One of the biggest risks in technology vendor relationships is financial stability. Several years ago, it seemed that a telecommunications carrier declared bankruptcy every day. Sometimes, in particularly volatile areas of technology, it seems tough to identify even one vendor with financial staying power.
* Review recent pronouncements front the company’s management. Has the company had any recent earnings warnings? Does it seem that the company has provided any surprises related to its accounting procedures? One of the biggest areas of adverse surprises was revenue recognition. Are sales being converted to cash or are receivable balances rising?
* If publicly traded bond ratings are available, obtain them from Moody’s, Standard & Poor’s, and Fitch. Generally, a senior unsecured debt rating is preferable for a vendor analysis, since the vendor contract usually has no preferential terms or security. Pull a D&B or other commercial credit report on the proposed vendor.
* Update research on the industry.
* Analyze the vendor’s most recent financial statements. What are the vendor’s income statement and cash flow trends? How consistent has the company’s operating performance been in the past?
* Review the company’s balance sheet. Some technology vendors build fortress-style balance sheets to offset the volatility inherent in their industries. Does it appear that the company has enough financial staying power for the length of the contract?
* Evaluate the vendor’s forward commitments. Often, technology vendors have a healthy slug of deferred revenues or maintenance liabilities. Does the company appear to have the operating consistency and liquidity to meet its upcoming commitments?

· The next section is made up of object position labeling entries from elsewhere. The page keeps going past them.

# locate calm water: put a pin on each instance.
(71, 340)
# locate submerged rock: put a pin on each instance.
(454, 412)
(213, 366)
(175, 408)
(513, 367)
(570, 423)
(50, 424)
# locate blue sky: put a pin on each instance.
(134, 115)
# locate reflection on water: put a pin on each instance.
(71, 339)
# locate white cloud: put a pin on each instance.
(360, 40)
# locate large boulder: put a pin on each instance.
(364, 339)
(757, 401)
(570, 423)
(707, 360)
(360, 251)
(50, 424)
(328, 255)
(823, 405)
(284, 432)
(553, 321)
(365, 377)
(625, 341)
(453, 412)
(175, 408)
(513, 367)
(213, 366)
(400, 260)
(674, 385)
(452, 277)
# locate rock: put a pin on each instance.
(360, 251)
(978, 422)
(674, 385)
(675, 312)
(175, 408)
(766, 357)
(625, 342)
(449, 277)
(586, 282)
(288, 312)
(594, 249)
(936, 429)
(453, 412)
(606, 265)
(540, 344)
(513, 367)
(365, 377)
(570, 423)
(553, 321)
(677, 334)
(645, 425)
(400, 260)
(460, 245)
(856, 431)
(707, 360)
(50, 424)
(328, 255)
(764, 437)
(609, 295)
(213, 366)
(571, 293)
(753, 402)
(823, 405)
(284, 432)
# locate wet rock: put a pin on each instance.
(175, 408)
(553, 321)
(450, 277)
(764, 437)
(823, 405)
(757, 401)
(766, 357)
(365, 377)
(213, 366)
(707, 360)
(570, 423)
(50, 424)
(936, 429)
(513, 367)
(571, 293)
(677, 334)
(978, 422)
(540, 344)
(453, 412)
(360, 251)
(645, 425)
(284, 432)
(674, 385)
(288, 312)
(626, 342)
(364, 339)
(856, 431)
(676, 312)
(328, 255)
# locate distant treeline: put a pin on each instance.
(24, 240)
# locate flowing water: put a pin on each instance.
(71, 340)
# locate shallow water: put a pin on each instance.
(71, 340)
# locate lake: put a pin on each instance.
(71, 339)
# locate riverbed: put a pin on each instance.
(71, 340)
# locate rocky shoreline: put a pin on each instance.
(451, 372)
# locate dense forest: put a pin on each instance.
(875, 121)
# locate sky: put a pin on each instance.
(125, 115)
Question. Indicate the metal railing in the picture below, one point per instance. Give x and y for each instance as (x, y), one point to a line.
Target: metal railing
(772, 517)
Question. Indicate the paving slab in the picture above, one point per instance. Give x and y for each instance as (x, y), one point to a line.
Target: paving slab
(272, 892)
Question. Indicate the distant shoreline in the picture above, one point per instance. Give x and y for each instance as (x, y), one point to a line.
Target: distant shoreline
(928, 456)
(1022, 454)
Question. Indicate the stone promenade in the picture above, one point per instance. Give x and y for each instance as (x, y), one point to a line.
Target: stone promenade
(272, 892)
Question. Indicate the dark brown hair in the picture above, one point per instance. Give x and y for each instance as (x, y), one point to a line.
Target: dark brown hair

A company in financial distress is not one to be avoided altogether. However, in attempting to right the ship, the management of a beleaguered vendor often takes steps that have adverse consequences for the bank. If the vendor significantly cuts its staff, the bank faces the risk of a more prolonged disruption in service than is desirable. The bank also faces the possibility that resolving even routine customer service matters will take longer and require more manpower. Often a company in trouble will greatly reduce capital expenditures, resulting in the risk that a competitor could develop better technology.
A company reorganizing in bankruptcy may ironically have better service quality than before: If service quality slips, the company becomes a candidate for liquidation. Nevertheless, a vendor in bankruptcy poses significantly increased risks: Even a company that successfully reorganizes may shed assets or reorient its service delivery.
For these reasons, in cases of financial distress, it is often appropriate to consider substitute vendors. At the very least, once a vendor in financial distress is identified, it is imperative that the bank develops a financial tracking system and an operational contingency plan.
Legal Review
The importance of proper legal review cannot be emphasized enough. Generally, the bank will have an established review system for all contracts, based on various criteria, including dollar size. The last pace of change in technology may warrant legal review if the term of the contract exceeds a relatively short length of time. In addition, certain criteria that raise materiality also increase legal risk.